Happy Friday! Below are the first two paragraphs of my latest paper “Domestic Constitutional Violence,” which is now available here via SSRN (the footnotes are below the fold):
“We often associate violence with extra-legal behavior[1] or with the dark side of law enforcement.[2] But violence has also played a pivotal role in our nation’s history and in the development of constitutional law. Simply put, our government has often resorted to acts of “constitutional violence”[3] to effectuate major constitutional change. Consider the stain of slavery. From a practical perspective, it was not the formal enactment of the Thirteenth Amendment that eradicated this peculiar institution. Rather, it was the blood spilled in such costly battles as Bull Run, Chickamauga, and Gettysburg that settled the festering constitutional question of slavery once and for all.[4] The same logic applies to school desegregation and the Little Rock Crisis of 1957. From a practical perspective, it was not the Supreme Court’s landmark decision in Cooper v.
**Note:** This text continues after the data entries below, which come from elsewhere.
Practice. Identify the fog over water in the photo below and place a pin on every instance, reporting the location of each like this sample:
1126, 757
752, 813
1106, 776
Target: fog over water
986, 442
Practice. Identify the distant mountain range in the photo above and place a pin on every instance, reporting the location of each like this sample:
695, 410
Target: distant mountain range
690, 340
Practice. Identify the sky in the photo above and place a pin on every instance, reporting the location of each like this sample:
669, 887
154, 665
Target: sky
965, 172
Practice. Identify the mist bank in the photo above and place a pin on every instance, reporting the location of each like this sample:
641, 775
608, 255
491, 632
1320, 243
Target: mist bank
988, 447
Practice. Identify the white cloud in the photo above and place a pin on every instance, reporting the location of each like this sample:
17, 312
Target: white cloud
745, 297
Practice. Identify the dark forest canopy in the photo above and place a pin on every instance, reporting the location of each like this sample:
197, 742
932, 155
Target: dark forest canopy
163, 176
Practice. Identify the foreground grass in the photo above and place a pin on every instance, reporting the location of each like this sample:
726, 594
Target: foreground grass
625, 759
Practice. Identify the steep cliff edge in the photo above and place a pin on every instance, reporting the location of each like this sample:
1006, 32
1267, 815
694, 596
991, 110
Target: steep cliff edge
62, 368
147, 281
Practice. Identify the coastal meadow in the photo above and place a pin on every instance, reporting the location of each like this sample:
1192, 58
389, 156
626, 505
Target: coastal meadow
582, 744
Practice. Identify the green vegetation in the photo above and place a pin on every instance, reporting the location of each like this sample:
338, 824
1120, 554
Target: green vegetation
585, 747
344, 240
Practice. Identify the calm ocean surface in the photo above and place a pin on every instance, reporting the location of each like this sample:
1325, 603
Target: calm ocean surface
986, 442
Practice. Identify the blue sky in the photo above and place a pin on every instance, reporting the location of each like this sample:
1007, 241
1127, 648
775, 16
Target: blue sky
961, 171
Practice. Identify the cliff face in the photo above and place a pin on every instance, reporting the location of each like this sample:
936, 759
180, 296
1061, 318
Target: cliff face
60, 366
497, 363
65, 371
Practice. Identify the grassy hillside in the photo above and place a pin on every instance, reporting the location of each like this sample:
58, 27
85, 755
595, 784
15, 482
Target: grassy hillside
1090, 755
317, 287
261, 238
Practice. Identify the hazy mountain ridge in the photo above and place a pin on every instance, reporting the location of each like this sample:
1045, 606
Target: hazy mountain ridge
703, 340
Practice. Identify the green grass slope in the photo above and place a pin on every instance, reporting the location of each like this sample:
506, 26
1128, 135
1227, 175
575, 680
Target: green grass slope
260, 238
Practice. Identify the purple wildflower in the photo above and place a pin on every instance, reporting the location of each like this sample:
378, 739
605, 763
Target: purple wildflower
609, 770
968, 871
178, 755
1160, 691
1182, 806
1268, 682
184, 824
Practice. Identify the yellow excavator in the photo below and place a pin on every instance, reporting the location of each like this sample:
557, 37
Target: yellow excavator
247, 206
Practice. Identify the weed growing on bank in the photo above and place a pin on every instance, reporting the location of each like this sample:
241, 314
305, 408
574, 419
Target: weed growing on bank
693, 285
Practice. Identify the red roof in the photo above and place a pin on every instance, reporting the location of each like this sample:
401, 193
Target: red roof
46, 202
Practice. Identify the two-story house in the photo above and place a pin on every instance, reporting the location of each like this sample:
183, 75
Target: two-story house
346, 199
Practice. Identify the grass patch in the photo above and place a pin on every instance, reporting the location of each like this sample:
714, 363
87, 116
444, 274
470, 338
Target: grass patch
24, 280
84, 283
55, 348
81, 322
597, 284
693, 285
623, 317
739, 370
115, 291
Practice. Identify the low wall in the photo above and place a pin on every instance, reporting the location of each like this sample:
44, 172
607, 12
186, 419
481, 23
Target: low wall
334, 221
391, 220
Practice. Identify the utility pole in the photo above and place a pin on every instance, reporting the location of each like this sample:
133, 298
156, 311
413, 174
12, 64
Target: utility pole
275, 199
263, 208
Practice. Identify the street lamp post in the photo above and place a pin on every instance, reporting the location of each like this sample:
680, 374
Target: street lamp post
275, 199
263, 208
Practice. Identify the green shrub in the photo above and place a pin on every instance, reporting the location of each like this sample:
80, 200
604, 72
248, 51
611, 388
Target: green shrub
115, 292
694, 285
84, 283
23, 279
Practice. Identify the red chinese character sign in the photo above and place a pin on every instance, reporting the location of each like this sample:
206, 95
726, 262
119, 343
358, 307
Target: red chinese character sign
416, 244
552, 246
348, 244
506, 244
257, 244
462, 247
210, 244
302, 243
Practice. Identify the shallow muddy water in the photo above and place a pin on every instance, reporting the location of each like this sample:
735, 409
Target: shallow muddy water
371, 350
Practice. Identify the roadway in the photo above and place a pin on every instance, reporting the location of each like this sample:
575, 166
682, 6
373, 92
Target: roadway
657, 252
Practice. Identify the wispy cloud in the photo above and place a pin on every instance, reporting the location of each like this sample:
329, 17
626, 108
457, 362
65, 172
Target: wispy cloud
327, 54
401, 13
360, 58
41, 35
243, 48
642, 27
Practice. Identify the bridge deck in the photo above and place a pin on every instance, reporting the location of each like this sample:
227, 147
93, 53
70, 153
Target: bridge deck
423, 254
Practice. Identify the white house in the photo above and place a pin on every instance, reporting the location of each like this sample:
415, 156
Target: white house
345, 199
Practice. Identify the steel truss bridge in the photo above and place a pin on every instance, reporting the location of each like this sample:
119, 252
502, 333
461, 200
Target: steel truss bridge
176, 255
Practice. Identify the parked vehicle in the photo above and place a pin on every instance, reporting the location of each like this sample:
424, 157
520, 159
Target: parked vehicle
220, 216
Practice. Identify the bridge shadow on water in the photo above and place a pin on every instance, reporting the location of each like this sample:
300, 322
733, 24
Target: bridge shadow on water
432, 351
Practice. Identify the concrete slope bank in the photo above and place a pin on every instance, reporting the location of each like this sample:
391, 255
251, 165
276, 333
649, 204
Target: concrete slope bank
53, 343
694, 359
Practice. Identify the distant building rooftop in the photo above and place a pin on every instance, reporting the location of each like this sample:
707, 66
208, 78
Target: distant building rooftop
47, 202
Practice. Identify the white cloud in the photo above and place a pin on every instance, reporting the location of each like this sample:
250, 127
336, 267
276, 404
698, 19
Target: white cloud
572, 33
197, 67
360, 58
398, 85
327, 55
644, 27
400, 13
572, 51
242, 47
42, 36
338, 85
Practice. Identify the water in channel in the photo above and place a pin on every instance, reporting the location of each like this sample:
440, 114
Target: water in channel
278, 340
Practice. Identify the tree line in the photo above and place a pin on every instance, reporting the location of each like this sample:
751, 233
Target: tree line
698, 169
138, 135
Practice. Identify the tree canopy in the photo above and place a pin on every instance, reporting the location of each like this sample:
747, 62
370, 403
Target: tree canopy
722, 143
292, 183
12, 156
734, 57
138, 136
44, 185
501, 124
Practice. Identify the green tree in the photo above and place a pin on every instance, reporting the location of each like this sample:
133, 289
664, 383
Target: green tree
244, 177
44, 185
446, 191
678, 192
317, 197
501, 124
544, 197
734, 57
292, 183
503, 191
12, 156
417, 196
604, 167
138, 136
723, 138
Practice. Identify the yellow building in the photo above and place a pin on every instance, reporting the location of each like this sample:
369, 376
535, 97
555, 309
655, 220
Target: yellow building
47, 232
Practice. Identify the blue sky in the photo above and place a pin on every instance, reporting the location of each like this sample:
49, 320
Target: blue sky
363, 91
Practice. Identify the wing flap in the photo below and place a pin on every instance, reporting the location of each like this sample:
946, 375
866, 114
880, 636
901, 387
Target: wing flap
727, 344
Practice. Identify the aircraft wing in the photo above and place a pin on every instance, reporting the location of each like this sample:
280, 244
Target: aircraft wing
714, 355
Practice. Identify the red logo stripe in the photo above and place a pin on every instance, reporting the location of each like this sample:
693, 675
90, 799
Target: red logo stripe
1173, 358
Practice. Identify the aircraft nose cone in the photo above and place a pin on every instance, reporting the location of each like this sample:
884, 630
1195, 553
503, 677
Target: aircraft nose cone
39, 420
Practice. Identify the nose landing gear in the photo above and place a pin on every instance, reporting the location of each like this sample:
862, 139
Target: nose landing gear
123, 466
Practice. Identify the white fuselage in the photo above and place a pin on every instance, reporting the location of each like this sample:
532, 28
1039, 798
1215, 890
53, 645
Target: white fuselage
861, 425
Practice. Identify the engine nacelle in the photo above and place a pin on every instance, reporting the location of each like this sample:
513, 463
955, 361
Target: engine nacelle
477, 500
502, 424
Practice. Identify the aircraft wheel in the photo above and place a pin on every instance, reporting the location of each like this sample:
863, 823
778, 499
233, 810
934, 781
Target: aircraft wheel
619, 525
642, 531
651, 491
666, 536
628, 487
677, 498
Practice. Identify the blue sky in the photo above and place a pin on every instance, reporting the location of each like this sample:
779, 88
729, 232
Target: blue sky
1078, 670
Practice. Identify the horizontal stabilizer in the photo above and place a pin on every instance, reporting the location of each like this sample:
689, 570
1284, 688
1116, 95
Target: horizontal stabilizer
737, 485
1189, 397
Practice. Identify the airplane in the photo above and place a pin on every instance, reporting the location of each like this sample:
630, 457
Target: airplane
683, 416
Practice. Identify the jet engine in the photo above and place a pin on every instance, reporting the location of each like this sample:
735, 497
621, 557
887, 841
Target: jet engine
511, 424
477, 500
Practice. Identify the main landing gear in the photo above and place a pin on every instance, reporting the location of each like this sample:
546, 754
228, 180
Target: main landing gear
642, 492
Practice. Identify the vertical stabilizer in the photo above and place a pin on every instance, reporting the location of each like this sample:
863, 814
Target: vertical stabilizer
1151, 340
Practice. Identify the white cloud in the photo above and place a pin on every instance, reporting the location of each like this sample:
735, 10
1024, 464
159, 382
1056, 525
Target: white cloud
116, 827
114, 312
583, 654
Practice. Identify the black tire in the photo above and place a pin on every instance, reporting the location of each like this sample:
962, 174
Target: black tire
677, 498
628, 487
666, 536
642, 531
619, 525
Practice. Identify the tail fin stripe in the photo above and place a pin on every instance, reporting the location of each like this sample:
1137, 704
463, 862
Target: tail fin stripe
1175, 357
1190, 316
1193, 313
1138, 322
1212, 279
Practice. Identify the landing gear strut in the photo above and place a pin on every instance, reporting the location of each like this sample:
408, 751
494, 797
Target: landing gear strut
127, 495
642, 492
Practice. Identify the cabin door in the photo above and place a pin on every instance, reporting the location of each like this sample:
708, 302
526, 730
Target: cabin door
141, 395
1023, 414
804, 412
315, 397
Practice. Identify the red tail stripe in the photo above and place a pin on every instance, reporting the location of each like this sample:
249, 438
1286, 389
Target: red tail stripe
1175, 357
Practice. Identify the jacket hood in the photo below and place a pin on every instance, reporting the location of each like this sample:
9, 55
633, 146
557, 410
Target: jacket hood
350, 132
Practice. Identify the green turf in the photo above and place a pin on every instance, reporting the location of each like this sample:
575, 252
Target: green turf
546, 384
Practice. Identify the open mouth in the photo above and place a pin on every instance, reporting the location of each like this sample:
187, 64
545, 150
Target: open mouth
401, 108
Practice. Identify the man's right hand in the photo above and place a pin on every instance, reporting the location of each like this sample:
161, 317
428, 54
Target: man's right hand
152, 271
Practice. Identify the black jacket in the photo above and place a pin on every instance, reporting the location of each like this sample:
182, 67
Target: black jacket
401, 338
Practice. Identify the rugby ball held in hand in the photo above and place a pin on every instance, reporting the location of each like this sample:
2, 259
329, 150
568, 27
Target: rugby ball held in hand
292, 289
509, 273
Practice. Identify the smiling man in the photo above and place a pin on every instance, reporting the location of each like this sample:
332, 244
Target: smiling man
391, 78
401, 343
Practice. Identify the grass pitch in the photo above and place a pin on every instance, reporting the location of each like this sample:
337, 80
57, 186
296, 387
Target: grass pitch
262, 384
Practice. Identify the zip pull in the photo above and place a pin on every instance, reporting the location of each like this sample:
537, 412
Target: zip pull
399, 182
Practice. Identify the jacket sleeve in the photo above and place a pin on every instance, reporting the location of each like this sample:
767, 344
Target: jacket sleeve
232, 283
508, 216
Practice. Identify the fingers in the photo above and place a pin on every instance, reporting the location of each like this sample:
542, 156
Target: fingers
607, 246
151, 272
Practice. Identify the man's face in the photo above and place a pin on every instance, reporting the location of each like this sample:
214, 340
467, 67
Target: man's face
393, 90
Aaron[5] that diffused the crisis or that ended school desegregation. Rather, it was President Dwight D. Eisenhower’s reluctant decision to send paratroopers of the 101st “Screaming Eagles” Airborne Division into Arkansas in 1957, a full year before the Supreme Court’s decision in Cooper, that desegregated the iconic Central High School and changed the course of U.S. civil rights .[6]
“In short, momentous constitutional questions are often decided not through ordinary legal channels but by force. But the use of force to effectuate constitutional change poses a constitutional puzzle. In particular, what is the relation between violence and the overall legal system of government created by the Constitution? After all, the federal courts and the Congress do not have their own armies to enforce their decisions or laws. So, as a matter of constitutional first principles, one could argue that a president is acting “within” the law when he uses military force to enforce a law or court order, but at the same time, isn’t the use of military force totally antithetical to the idea of a republican constitution?[7] If so, is there any viable solution to this logical paradox? Eisenhower’s fateful decision to resort to military force during the Little Rock Crisis thus poses a constitutional paradox.[8] Was his use of force itself lawful, and if so, what are the outer limits to this power?”